# Problem with texet wireless usb



## scfmkurtis (Dec 8, 2013)

I have just bought a new texet 802.11n wireless usb dongle for my computer. It is compatible with my system (windows vista) but when i insert the disk to download the drivers, it keeps saying they weren't installed correctly thus not letting me use my internet dongle, it says it is an unknown device and that i should contact the manufacturer. I have all the disks and drivers but it will not complete downloading, any help please:banghead:


----------



## joeten (Dec 4, 2008)

Hi and welcome to TSF did you try getting the driver from here Software Downloads


----------



## scfmkurtis (Dec 8, 2013)

ho joeten and no i actually have the disk for it but it keeps saying it cant find the specific drivers and plus i have already downloaded it and it still aint working
p.s thanks for the warm welcome


----------



## joeten (Dec 4, 2008)

Hi are you able to browse the driver files or have you tried going to device manager and choosing to update driver see here Device Manager - Install Driver


----------



## scfmkurtis (Dec 8, 2013)

yes i have tried that it says, Drivers are up to date, have you got a skype name would be easier to communicate + this is really frustrating


----------



## joeten (Dec 4, 2008)

Hi no we only do things here in the thread please read the link in my last post you need to choose the second option to let you choose, step 8 on the link page you need to put the driver disc in the drive and navigate to it or copy it to your desktop and point windows to it


----------



## scfmkurtis (Dec 8, 2013)

ok will try that now.


----------



## scfmkurtis (Dec 8, 2013)

It has come up The best driver software for your device is already installed, windows has determined the driver software for your device is up too date. So why doesnt my computer know that i have the usb in ... hmm


----------



## joeten (Dec 4, 2008)

No you are not following the instructions you keep asking windows to up date the driver do not choose that there is another option see below 

Click Start
Start button
, right-click Computer, and then click Properties.
In the Tasks pane, click Device Manager.

User Account Control permission
If you are prompted for an administrator password or confirmation, type your password or click Continue.
In Device Manager, locate the device for which you want to install the driver.


Right-click the device, and then click Update Driver Software.
Click Browse my computer for driver software, click Let me pick from a list of device drivers on my computer, and then click Have Disk.
In the Install From Disk dialog box, click Browse, locate an .inf file for the device driver that you want to install, and then click Open.
Follow the steps in the Update Driver Software DeviceName dialog box to update the driver.

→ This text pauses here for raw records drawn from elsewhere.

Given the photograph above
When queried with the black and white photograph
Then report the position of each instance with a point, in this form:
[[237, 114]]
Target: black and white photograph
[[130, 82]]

The third-party products that this article discusses are manufactured by companies that are independent of Microsoft. Microsoft makes no warranty, implied or otherwise, regarding the performance or reliability of these products.


----------



## scfmkurtis (Dec 8, 2013)

its saying the device is not digitally signed, ive just done everything i have told you too


----------



## joeten (Dec 4, 2008)

Ok there is a couple of suggestions here which you might look at How to Install & use unsigned drivers in Windows Vista/7 x64 - TechSpot Forums


----------



## scfmkurtis (Dec 8, 2013)

ok will try now cheers for the help bud :flowers:


----------



## joeten (Dec 4, 2008)

Hope it helps and your welcome


----------